As a doctor and a patient, I think this ruling was a big mistake. It jeopardizes drug regulation in the public interest, and it allows drug companies to have an even louder say in how medicine is practiced. It upholds and defends the free speech of a commercially motivated drug salesperson as though it were an abstraction, without considering the real risk of real harm to actual patients.

But like yelling "fire" in a crowded theater, shouting out a drug's name in a busy clinic filled with harried physicians and vulnerable patients can cause mortal harm. To underscore this point, it's instructive to revisit the government's evidence against Alfred Caronia -- the pharmaceutical salesman in the case.

The allegations concerned Caronia speaking about Xyrem, a medication that had been narrowly approved by the FDA for particular subsets of patients with narcolepsy. Its active ingredient was GHB -- also known as "the date rape drug" -- and its known side effects included seizures, coma and death. The FDA had also required Xyrem to carry a black box warning that its safety and effectiveness had not been established for people under 16 years of age.

And yet ... taped conversations recorded by government investigators documented Caronia telling a doctor that Xyrem could be used for patients with rather common conditions: Parkinson's, fibromyalgia, excessive sleepiness, chronic fatigue, weight loss. (Translation: "for an enormous potential market."). Caronia also said that Xyrem could be used in patients younger than 16 years.

So the question becomes, how should we really judge Caronia's words? Should it matter if they persuaded doctors to prescribe Xyrem without -- or even against -- regulatory guidelines? Should we care whether real people, children included, were harmed by a potentially toxic drug that may have never been proven effective as a treatment for their illness? Should we be asking how much it cost patients for Caronia's free speech?

I'm siding with patient safety in this case and aligning with the lone dissenting judge who argued that the majority decision called into question "the very foundations of our century-old system of drug regulation." She asserted that if drug companies "were allowed to promote FDA-approved drugs for nonapproved uses, they would have little incentive to seek FDA approval for those uses." Indeed, why waste time and money on safety and effectiveness research required by the FDA, if you can simply market a drug without it?

But I am also defending off-label prescribing when it is educated, fully informed, noncoerced and transparent to the patient. Those conditions are often difficult to achieve, because we doctors don't have access to a lot of unpublished drug data or unfavorable research studies that are hidden away in pharmaceutical company closets. Still, we try our best off-label strategies when our patients are suffering conditions for which no FDA-approved remedies exist. But never are those profoundly human and vexing conundrums made easier by drug salespeople whose self-interested free speech offerings are limited to positive drug spin.
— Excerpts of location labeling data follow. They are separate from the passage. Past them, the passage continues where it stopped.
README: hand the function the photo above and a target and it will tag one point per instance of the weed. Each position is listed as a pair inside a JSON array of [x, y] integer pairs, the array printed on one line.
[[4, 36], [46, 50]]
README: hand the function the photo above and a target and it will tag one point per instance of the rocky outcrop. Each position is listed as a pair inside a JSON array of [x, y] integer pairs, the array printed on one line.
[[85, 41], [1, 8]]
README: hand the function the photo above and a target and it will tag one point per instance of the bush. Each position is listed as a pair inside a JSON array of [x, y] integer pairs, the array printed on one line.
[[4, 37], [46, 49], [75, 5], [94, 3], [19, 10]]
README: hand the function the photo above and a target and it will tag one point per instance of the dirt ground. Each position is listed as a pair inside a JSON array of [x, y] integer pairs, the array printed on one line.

Technically, the court's ruling applies only to those states located within the 2nd Circuit. But as a practical matter, its regulatory and legal reach could prove quite extensive. That's why I'm hoping that the FDA will swiftly appeal the decision.

In the meantime, let's remember this basic fact: That if the FDA hasn't approved a drug for use in your particular condition, that's because it's not been proven good for you to take that drug. You may still want to take it, you may still benefit from it, and your doctor may even recommend it to you. Regardless -- you with the illness, you bearing the risk of the drug's side effects, you opening your pocketbook to the pharmacy -- you should be entitled to know why the drug has not been approved for your condition, and what reasoning or whose theory supports you even trying it.